By the way, F is almost useless as measure of exageration. Unless you're working in a college counseling center (where you wouldn't expect tons of psychopathology) it is not unusual to see F scales in the 70s and even 80s in clinical settings.

I just wanted to jump in here because I see this thought expressed a lot on this board. In fact, there is quite a bit of pathology seen in college counseling centers, as this is the first place most students seek mental health treatment. Full blown postive schizophrenic symptoms often don't manifest until college. You will also see severe anxiety disorders like OCD and PTSD, students who are extremely depressed and suicidal, life threatening eating disorders, substance abuse, sexual dysfunction, and pretty much all of the personality disorders. It's amazing how bright people can accomodate even severe pathology and still manage to make it through high school and beyond.
 
....there is quite a bit of pathology seen in college counseling centers, as this is the first place most students seek mental health treatment. Full blown postive schizophrenic symptoms often don't manifest until college. You will also see severe anxiety disorders like OCD and PTSD, students who are extremely depressed and suicidal, life threatening eating disorders, substance abuse, sexual dysfunction, and pretty much all of the personality disorders. It's amazing how bright people can accomodate even severe pathology and still manage to make it through high school and beyond.

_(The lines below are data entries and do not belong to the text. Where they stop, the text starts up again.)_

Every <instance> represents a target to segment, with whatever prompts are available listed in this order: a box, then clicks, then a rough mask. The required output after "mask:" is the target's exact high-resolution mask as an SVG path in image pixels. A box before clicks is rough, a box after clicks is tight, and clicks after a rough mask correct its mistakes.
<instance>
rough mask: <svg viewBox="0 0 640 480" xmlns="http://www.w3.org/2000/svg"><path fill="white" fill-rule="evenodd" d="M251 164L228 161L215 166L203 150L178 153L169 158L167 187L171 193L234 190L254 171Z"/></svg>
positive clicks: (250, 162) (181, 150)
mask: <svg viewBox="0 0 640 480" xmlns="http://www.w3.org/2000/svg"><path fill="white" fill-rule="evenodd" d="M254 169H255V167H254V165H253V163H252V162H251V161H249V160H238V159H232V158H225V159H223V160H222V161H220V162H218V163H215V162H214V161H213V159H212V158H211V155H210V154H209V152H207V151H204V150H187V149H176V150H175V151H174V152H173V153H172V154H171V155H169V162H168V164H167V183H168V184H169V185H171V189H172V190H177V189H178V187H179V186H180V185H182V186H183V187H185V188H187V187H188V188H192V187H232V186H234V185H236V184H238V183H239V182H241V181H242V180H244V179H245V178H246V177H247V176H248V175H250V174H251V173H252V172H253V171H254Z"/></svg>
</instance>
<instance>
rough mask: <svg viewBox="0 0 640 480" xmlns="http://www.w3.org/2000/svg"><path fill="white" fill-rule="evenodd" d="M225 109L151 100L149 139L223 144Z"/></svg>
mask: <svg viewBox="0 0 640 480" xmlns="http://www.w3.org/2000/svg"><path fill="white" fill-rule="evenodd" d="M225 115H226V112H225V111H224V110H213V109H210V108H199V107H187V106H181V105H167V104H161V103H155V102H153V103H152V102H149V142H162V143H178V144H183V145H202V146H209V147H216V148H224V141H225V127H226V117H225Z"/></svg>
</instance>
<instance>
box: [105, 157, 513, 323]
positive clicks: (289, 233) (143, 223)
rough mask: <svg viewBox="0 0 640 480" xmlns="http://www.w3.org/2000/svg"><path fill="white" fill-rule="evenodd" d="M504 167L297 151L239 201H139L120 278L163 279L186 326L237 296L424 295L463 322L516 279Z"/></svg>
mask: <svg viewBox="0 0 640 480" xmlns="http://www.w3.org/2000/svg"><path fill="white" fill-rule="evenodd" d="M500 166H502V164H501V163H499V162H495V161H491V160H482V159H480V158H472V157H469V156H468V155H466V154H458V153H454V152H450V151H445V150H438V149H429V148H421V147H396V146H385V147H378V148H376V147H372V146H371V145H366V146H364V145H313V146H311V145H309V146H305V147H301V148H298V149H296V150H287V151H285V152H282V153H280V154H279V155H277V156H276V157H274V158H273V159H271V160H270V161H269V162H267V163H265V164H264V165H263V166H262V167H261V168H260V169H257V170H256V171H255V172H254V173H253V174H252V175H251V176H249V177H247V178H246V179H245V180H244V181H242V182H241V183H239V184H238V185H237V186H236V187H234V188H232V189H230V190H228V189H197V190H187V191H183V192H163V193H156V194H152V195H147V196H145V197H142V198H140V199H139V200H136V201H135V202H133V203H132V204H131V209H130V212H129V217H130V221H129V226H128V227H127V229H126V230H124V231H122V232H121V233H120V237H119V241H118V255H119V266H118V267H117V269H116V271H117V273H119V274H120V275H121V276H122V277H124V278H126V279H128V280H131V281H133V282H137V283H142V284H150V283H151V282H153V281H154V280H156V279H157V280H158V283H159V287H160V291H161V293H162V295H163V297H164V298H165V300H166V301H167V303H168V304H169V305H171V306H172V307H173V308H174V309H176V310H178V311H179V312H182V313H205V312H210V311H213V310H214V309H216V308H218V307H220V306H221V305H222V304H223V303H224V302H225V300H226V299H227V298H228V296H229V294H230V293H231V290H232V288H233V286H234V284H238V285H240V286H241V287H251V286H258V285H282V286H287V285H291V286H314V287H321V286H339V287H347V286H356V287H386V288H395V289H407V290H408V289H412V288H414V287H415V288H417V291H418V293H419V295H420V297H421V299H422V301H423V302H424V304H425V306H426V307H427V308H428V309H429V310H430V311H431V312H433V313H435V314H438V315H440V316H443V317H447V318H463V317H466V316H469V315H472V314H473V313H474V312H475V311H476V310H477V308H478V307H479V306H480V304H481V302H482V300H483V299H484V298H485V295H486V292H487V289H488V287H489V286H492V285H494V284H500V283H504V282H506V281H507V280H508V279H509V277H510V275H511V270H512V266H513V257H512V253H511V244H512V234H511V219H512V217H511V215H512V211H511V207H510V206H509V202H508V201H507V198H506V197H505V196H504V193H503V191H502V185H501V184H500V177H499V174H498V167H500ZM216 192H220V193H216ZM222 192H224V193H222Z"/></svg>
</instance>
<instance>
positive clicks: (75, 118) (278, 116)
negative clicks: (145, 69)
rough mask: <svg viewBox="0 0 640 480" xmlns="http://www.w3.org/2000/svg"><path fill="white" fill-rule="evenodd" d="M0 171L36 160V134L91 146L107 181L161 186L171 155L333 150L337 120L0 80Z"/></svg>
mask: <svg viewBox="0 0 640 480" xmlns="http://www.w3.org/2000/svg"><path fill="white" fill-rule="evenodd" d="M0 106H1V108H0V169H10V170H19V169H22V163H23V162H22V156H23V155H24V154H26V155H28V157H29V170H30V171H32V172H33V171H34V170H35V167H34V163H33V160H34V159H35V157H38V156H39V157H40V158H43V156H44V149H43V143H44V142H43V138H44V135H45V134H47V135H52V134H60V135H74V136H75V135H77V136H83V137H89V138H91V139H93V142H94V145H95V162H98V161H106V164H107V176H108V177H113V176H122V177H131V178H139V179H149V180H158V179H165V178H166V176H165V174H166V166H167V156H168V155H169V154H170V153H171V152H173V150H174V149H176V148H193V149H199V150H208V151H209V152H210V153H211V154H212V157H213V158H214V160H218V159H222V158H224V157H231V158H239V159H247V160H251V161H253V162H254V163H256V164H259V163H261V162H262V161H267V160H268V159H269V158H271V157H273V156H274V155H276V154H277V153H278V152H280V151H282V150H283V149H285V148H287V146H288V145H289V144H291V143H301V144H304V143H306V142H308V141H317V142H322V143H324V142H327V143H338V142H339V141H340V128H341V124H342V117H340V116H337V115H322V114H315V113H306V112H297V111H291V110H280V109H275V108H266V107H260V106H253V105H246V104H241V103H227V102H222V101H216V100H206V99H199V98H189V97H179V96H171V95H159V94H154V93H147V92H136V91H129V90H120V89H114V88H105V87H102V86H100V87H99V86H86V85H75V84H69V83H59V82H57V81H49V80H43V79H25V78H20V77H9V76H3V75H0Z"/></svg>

Exactly what I was thinking when I read that. Often it is the beginning of the slide that you catch in college.
 
I recently came across a statement in the Graham MMPI-2 book stating that the FBS has been quite ineffective at detecting malingering and had the worst validity of that prurpose for all of the MMPI-2 scales (Rogers et al., 2003). Graham also mentions the utility of the FBS in neuropsychological evaluations and again states that a study by Dearth et al (2005) found that the FBS was not as effective as F, Fb, Fp, or Ds2 in identifying those who are malingering during neuropsychological evaluation. Interestingly, Graham mentions that more research should be done to assess the relationship between feigining of cognitive deficits and established motivational scales such as the DMT, a measure of effort that we commonly use.

Yes, FBS was controversial for a while. Butcher and the Minnesota crew slammed in for a while. My feeling is Butcher didnt like some outsider non-academic coming in and critizing the F family and making a new scale on his test. Moreover, I dont think many of them understood the context for which FBS was developed (none of them are neuropsychologists). Alot controversey stems from the fact the FBS was derived rationally, not emprically, like most other scales in the MMPI. After it was designed, it was testied empiricically in compensation seeking neuropsych pops. A cutting score was introduced that demonstrated high senstivity and specificity in this group. Replication of this have followed. It reliable and has high sensitivity and specificity demosntrated by emprical studies, however, its construct validity is still indeed in question. More important though is the setting for which it was designed. This is really a kep point. Compensation seeking neuro pops. It is not really known what high FBS scores mean in other settings, as no one has really looked at it. Bottom line is, the scale was made to discriminate only in this compensation seeking setting. So yes, its validity in psych pops is probably...well who knows? However, Lees-Haley has said over and over, FBS does not and was never designed to measure the same things as F and F(p). Anyway, enough research accumulated that FBS was addded to Pearons' score report (making it an offical scale) in 2006 or 2007. Caldwell's report also automatically calculates FBS.